When it was finally completed the piece was ‘mind-bogglingly large’, roughly 8 by 4 metres. The canvas was rolled, wrapped, and taken to Paris. Initially it wasn’t well received: with no sickle and no promise of victory it hardly depicted the socialist-realist vision of defiance that many were hoping for. However, in a few years what had once been a local disaster was becoming a wider phenomenon: as world war broke out many cities were bombed and Guernica was on tour. Eventually it settled in MOMA in New York, where it stayed for more than thirty years, and finally gained the reputation it deserved as a great statement of pacifism and of powerful anti-war sentiment.

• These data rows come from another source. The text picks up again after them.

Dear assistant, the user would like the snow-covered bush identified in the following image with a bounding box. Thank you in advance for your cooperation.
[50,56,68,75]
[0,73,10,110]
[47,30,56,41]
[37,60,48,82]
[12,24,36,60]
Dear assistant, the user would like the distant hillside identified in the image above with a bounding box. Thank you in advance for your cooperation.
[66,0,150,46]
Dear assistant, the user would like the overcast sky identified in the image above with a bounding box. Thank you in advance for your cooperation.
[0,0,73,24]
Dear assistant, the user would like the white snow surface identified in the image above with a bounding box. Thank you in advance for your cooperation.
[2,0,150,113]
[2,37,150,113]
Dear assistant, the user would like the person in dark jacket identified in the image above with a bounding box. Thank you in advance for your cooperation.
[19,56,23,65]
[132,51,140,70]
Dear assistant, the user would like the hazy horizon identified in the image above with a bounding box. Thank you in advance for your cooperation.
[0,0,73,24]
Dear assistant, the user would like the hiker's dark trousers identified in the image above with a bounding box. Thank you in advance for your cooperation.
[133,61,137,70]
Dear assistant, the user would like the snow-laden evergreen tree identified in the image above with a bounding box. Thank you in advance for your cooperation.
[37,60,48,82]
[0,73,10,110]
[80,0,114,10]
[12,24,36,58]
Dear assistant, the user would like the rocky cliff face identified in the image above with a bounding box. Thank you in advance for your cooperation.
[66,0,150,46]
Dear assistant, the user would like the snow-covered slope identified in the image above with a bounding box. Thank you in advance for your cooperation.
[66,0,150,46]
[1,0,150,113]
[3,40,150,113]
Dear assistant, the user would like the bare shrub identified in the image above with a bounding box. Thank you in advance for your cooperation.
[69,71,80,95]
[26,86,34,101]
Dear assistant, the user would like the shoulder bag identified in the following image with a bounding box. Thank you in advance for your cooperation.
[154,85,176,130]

Half of the joy of talks like this is the proximity of speaker to audience. What would normally be a didactic process becomes one of collaboration. When Blake opened up to the floor, asking the audience what Guernica meant to them, there were some impressive answers. One person noted the importance of an isosceles triangle that structurally held the painting together, and how it gained from this. Another recalled visiting the painting the day after 9/11 and how its potency gained new and stirring connotations. Dubbed one of the most important paintings of war in the twentieth century, what is most striking about Guernica is how its meaning is far from fixed. If anything this talk confirmed that part of Guernica’s incredible sway over its viewer is its ability to constantly garner new meanings. One can’t help but feel that like Picasso’s changing sketches, the significance and meaning of Guernica is still evolving in our own troubled times.
For more information about the cultural programme at The British Institute of Florence visit the programme here.
Interestingly in Naples there is currently an exhibition called Picasso-Parade featuring Picasso’s work from his Italian journey in 1917. After this talk I’m certainly thinking of hopping on the train to pay his work a visit!